Il est connu que, partout dans le monde, on piétine volontiers ce qu’on a encensé.

Après la destruction, en fin de semaine dernière, des domiciles des pontes du régime désormais ancien, il reste la guerre des mots, ce que les Ouagalais appellent la "malcause". Alors on casse l’image après la pierraille. Et la villa dont le pillage suscite le plus de commentaires est justement celle de François Compaoré, personnalité déjà impopulaire depuis l’assassinat de Norbert Zongo, le journaliste tué pour ses enquêtes sur la mort du chauffeur du frère présidentiel. Au bord du boulevard Charles-de-Gaulle, la résidence aux deux piscines, jadis abusivement sécurisée par le Régiment de sécurité présidentielle (RSP), est désormais ouverte aux quatre vents. Aux différents carrefours de Ouagadougou, on vend, à la criée, des photocopies de clichés qui auraient été pris dans le domicile saccagé…

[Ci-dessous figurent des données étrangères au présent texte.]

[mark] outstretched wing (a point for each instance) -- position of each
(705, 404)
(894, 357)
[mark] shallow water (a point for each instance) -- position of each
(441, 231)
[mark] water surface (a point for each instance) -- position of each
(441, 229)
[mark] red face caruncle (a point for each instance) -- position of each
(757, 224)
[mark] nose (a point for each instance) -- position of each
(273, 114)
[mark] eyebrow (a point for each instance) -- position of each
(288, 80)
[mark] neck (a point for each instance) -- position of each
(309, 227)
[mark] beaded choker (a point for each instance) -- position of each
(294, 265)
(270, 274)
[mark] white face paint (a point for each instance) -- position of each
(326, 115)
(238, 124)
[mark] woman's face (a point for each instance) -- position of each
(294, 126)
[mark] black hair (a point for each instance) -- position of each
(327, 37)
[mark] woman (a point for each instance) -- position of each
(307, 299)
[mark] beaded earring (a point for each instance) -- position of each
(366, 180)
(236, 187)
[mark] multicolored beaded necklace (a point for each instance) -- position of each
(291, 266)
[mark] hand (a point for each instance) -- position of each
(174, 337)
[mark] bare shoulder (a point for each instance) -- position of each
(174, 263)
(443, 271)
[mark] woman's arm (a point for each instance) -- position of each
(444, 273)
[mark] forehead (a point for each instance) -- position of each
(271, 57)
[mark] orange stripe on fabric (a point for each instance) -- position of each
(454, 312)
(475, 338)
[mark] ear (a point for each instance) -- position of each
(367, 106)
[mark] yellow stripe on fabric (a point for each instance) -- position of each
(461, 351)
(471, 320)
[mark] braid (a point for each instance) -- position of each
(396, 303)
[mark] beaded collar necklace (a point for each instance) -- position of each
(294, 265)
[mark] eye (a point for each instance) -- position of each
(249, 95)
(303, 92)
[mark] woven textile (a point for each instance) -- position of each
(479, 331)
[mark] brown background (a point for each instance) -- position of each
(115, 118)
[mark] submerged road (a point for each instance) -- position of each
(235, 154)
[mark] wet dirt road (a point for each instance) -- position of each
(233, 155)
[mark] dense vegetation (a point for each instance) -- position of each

Et voilà qu’on surfe à nouveau sur d’anciennes rumeurs faisant état de sacrifices d’albinos. Et voilà qu’on brandit les images d’un crâne humain qu’aucun officier assermenté n’a hélas pu constater formellement sur les lieux avant envahissement par la foule. Et voilà qu’on devine dans la tache murale d’un sous-sol une trace de sang. Et voilà qu’on interprète les photographies effectivement énigmatiques d’une femme penchée sur le corps d’un homme.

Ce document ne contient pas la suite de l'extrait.